アリババ自体の発表によれば、「Qwen 3.8-Max」はAIシステム評価プラットフォーム「Arena」でテキストモデル中国1位、ビジュアルコンテンツ分析モデル世界2位にランクインした。しかし、このようなランキングはまだ独立したベンチマーク機関の公式検証を経ていない状態だ。グローバルAIの先導者であるOpenAI、Anthropic、Googleなどがパラメーター規模を公開しない状況の中で、アリババの今回の公開は中国のAI技術発展の現在地を率直に示している。

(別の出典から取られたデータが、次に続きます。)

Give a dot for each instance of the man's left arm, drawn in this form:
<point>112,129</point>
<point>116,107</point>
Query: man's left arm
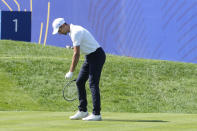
<point>75,58</point>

特に注目すべき点は、「Qwen」モデルがすでに実戦に投入され、影響力を発揮しているという事実だ。先月15日に中国当局の承認を受けたApple Intelligenceの中国国内における言語関連AI機能を「Qwen」モデルが駆動している。これはアリババのAI技術の実質的な市場浸透力と広範な応用可能性を示唆している。